Serengeti Highway in the news again as Leakey proposes ‘elevated highway’


Hitherto respected conservationist Dr. Richard Leakey earned himself howls of laughter, mockery and acid comments from around the world, when – beware the power of the internet – his suggestions to build an elevated highway across the Serengeti became more widely known and went viral among Serengeti supporters.

Leakey apparently repeated comments made much earlier already but quickly hushed up at the time, in a speech in the United States last week, that he felt an elevated highway across the Serengeti’s migration routes would be a viable solution. Leakey was quoted to have said during an international conference on poaching and wildlife related crimes at the Rutgers University ‘It would be a grand spectacle, to see animals migrating by underneath, and signal Africa’s commitment to wildlife. If I can drive over 30 miles of elevated highways in New Jersey, why not in the Serengeti?. Leakey then reportedly went on to accuse all and sundry to ‘Talk, Talk, Talk’ but failed to acknowledge that a viable and financeable option had been presented to the Tanzanian government by, among others, the German government and the Frankfurt Zoological Society, to build a road around the southern edges of the park instead of insisting to build a highway across the main migration routes of the Serengeti.
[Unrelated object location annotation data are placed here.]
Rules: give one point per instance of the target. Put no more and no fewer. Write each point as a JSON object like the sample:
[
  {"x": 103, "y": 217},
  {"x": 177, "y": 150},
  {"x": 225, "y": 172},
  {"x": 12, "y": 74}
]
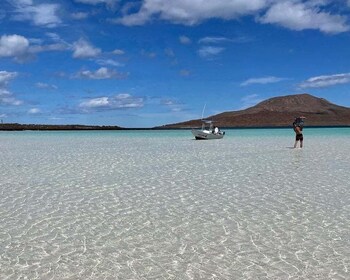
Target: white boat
[{"x": 208, "y": 131}]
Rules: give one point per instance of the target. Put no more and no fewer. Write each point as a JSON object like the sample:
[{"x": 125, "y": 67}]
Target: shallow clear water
[{"x": 159, "y": 205}]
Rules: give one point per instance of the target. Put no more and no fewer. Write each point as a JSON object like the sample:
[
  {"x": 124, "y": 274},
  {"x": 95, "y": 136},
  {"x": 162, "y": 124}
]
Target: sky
[{"x": 153, "y": 62}]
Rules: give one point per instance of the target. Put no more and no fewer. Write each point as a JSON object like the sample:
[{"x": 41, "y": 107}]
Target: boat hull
[{"x": 206, "y": 135}]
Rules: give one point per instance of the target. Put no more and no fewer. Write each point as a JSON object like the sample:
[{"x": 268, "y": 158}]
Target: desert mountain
[{"x": 279, "y": 112}]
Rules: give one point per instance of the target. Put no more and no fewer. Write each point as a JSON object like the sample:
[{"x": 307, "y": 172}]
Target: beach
[{"x": 160, "y": 205}]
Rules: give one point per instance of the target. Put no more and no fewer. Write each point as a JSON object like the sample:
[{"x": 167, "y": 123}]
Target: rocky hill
[{"x": 280, "y": 112}]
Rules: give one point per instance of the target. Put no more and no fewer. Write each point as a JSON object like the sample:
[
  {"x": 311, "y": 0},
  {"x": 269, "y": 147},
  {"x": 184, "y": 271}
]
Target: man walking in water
[{"x": 298, "y": 128}]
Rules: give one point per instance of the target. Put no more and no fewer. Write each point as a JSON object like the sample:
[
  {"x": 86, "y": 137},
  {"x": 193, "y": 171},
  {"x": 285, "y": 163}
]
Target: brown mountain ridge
[{"x": 280, "y": 112}]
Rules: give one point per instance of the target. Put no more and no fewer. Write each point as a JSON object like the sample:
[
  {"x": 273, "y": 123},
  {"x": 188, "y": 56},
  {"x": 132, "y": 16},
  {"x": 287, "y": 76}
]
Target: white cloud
[
  {"x": 263, "y": 80},
  {"x": 34, "y": 111},
  {"x": 118, "y": 52},
  {"x": 83, "y": 49},
  {"x": 100, "y": 74},
  {"x": 190, "y": 12},
  {"x": 13, "y": 46},
  {"x": 326, "y": 81},
  {"x": 79, "y": 15},
  {"x": 20, "y": 48},
  {"x": 185, "y": 40},
  {"x": 209, "y": 51},
  {"x": 111, "y": 62},
  {"x": 6, "y": 77},
  {"x": 213, "y": 40},
  {"x": 41, "y": 15},
  {"x": 120, "y": 101},
  {"x": 45, "y": 86},
  {"x": 297, "y": 15},
  {"x": 109, "y": 3},
  {"x": 6, "y": 97},
  {"x": 292, "y": 14}
]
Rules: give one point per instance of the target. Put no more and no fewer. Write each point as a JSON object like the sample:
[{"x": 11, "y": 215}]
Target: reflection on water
[{"x": 111, "y": 206}]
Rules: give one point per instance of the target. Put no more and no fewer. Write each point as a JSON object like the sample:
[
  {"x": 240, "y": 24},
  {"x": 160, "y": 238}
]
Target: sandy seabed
[{"x": 159, "y": 205}]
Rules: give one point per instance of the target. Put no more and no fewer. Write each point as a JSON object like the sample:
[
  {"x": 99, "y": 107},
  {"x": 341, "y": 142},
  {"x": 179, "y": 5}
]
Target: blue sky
[{"x": 152, "y": 62}]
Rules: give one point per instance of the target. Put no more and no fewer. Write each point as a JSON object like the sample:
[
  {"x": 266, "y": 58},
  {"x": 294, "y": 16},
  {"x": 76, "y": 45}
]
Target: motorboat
[{"x": 208, "y": 131}]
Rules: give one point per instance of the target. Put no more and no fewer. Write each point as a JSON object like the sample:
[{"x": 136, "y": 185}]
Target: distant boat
[{"x": 208, "y": 131}]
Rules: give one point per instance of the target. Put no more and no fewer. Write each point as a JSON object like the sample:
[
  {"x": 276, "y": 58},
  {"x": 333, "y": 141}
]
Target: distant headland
[{"x": 279, "y": 112}]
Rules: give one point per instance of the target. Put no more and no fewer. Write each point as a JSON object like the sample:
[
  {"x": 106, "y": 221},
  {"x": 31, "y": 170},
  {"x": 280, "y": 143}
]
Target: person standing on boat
[{"x": 298, "y": 125}]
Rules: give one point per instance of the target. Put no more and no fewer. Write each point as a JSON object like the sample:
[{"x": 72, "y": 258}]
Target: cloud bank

Leakey was saying that the cost of an elevated highway would only be 40 percent higher than a regular highway, clearly exposing a serious deficit in knowledge and understanding of the topographical situation of the route proposed by the Tanzanian government as well as the soil composition along the route, mainly the notorious black cotton soil. This soil type would require massive steel reinforced concrete pylons to be anchored very deep into the ground to avoid shifts of the structure when the soil gets soaked during the rainy season. Leakey also forgot to say how motorists, while driving, were to enjoy the views he proposed for the ‘grand spectacle’ safely, without driving over the rails and crashing into the migrating animals, unless he had the creation of major stopping points, perhaps including elevated restaurants and even hotels as found along European highways in mind, something environmentalist and truly committed conservationists would have a lot more to say about., a conservation pressure group with more than 51.500 followers on their Facebook page, had in 2011 undertaken a study to show that significantly more people and population centres would be served by a southern road solution, but big mining business appears to insist on a direct access route connecting concession areas between the Serengeti and Lake Victoria with a route to the coast, dubbed by this correspondent as the ‘Corridor of Destruction’. (

One regular conservation source from Arusha immediately called the proposal ‘Leakey’s Lunatic Express’ while another, almost at the same time, had similar sentiments when calling it ‘Lunatic Express Reloaded 2.0’. ‘This is not a compromise. A costed compromise has been on the table when the data for a southern route was put to the TZ government. This is a lunacy and Leakey has done himself and his reputation no favours here. The cost, for one, would be massive and because of soil and topography a multiple of what a surface highway would cost. The Serengeti is not Jersey with flat surfaces. This is a hilly area, dissected by dry river beds, and the soft soil would require very very deep foundations. To top it, this is an earthquake prone area, so the construction would have to take this into account, driving the cost up even more. Not Leakey’s finest hour I must say’ did a source wishing to remain unnamed write in response to a request for a comment, since the news broke last Thursday. According to other conservation sources in Tanzania, requests for clarification to the Leakey Foundation went unanswered, at least by the time of uploading this article, though there is clearly little they can say in mitigation, unless their principal would be ready to withdraw his ill considered off the cuff remarks.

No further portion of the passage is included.